From July to October, visitors can spot Southern Ridge and Humpback whales who come here to calve away from predators. Furthermore, you will encounter other animals in these nutrient-filled waters — most notably sharks, dolphins, and giant squid. Seabirds, like albatross, will fly around your boat during the tour, but be careful since some will even be brave enough to steal food right from your hands.
Maori Wrasse of Hayman Islands
One of the most impressionable fish in the world, the Maori wrasse, is a friendly animal that will follow you around when you snorkel. A colorful body, thick lips, and distinctive forehead give this animal its signature look that many come to Hyman Islands only to see them. This is why Blue Pearl Bay is the best place to start exploring the marine life of the Hyman Islands, home to the famous wrasse Elvis and Priscilla.

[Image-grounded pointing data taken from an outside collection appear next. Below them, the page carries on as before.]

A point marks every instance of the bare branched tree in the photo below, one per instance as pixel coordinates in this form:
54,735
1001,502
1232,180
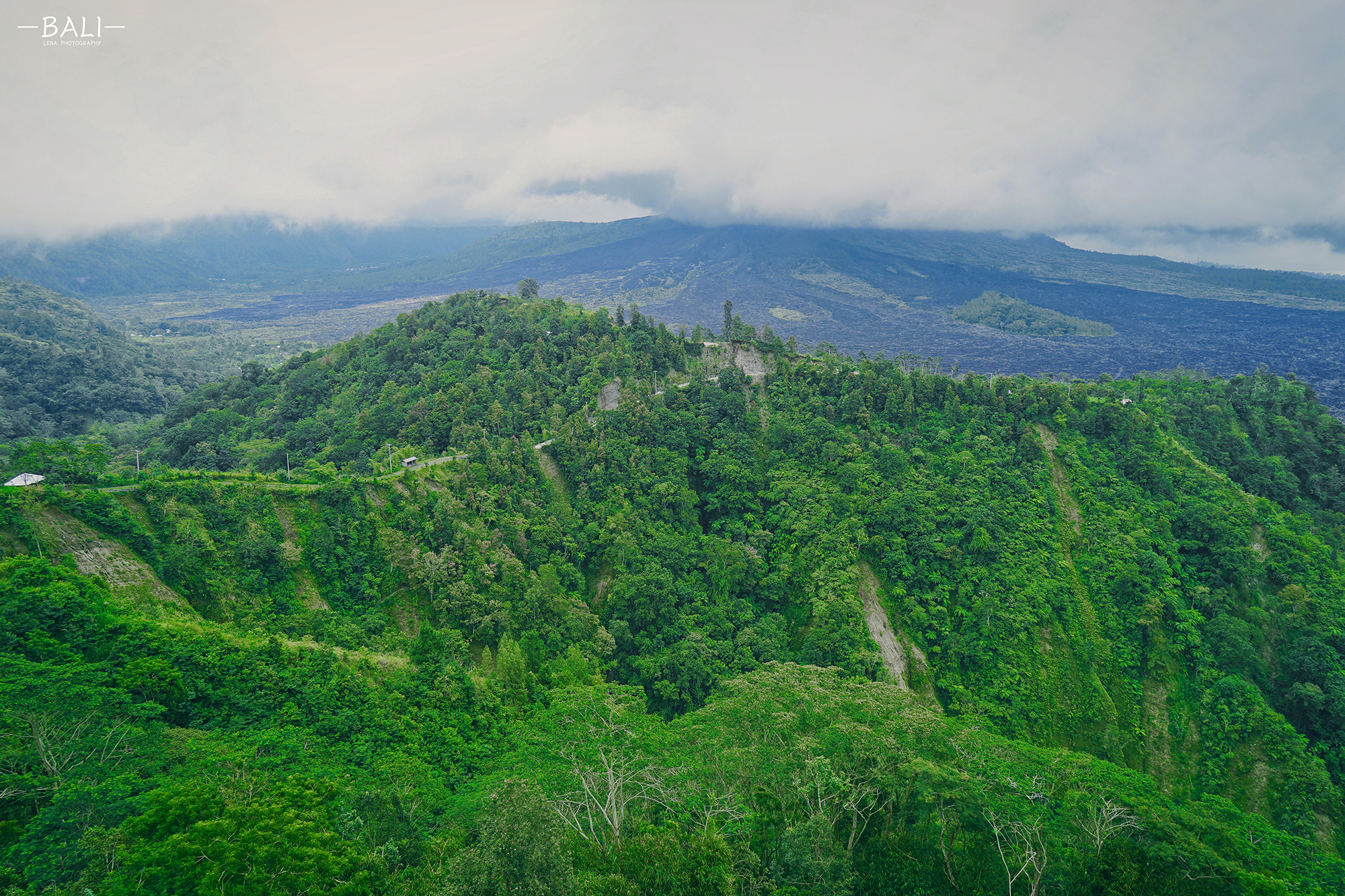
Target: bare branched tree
1022,845
65,743
615,778
1101,818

January to March is the turtle season when younglings hatch and make their way to the sea, so you can be part of their journey and help them get there safely. Hermit crabs, sea urchins, sea cucumbers, and sea stars are closer to the shore so you can see them while strolling the beach. If you’ve never seen giant clams, this is a perfect opportunity to marvel at their 400-pounds bodies attached to the reef for the rest of their lives.
Manta rays of the Coral Bay
For many, manta rays resemble the birds of the sea, elegantly gliding through Australian waters at Coral Bay. They don’t have teeth and sharp barbs so you can swim and dive safely all year round, or admire them from a boat if that’s more comfortable. Being at the beginning of Ningaloo Reef gives Coral Bay a unique position to introduce some of the majestic marine life of the area.

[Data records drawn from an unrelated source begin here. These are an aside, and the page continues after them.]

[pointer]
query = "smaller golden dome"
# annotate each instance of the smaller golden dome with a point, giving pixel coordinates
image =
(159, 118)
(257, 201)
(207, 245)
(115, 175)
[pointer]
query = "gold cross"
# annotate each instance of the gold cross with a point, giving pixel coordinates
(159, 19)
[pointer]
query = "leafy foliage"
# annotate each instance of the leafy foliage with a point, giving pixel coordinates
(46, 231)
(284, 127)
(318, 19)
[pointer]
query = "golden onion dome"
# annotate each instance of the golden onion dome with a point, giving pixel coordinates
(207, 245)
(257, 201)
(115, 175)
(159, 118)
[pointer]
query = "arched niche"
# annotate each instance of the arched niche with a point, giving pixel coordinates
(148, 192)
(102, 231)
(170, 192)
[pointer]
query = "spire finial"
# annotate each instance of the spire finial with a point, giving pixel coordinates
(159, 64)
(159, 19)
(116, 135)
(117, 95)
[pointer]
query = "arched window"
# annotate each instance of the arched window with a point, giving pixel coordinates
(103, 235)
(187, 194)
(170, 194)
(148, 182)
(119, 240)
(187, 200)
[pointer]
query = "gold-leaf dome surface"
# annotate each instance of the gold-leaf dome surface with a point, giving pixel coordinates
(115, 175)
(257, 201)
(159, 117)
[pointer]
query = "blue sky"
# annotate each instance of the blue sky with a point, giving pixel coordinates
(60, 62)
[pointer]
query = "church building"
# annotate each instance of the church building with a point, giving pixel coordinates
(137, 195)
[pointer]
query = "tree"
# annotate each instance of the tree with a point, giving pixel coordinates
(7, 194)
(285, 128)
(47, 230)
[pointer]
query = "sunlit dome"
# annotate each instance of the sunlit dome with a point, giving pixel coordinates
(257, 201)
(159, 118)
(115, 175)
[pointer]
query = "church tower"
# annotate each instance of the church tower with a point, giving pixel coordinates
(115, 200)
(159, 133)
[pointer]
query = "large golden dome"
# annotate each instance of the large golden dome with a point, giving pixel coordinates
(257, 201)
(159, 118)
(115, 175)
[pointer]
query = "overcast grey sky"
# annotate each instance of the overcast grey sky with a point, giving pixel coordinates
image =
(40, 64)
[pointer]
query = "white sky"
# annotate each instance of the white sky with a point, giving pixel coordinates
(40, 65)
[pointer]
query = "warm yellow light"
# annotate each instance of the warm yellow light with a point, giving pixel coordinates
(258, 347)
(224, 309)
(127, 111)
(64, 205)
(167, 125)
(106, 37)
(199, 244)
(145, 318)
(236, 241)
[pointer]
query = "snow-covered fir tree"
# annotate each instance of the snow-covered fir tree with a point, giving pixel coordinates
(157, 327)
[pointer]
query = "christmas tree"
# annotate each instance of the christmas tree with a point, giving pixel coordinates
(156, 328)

White sharks come here from March to June, while humpback whales visit from June to November for their seasonal migration. Dugongs and turtles are widely present during the year, while fishing trips will take you to catch tuna, marlin, and mahi-mahi. Nonetheless, Coral Bay has so-called sanctuary zones where you are not allowed to fish, but only admire the pristine marine life protected for research, tourism, and recreation purposes.
The bottom line
You won’t make mistakes wherever you choose to explore the underwater animals of the Land Down Under. These best places to visit to see Australian marine life will take you over bio-diversified regions, extraordinary species, and protected UNESCO World Heritage sites. Whether you go alone, with friends, or with kids, you will find a slew of adventures that will last for a lifetime.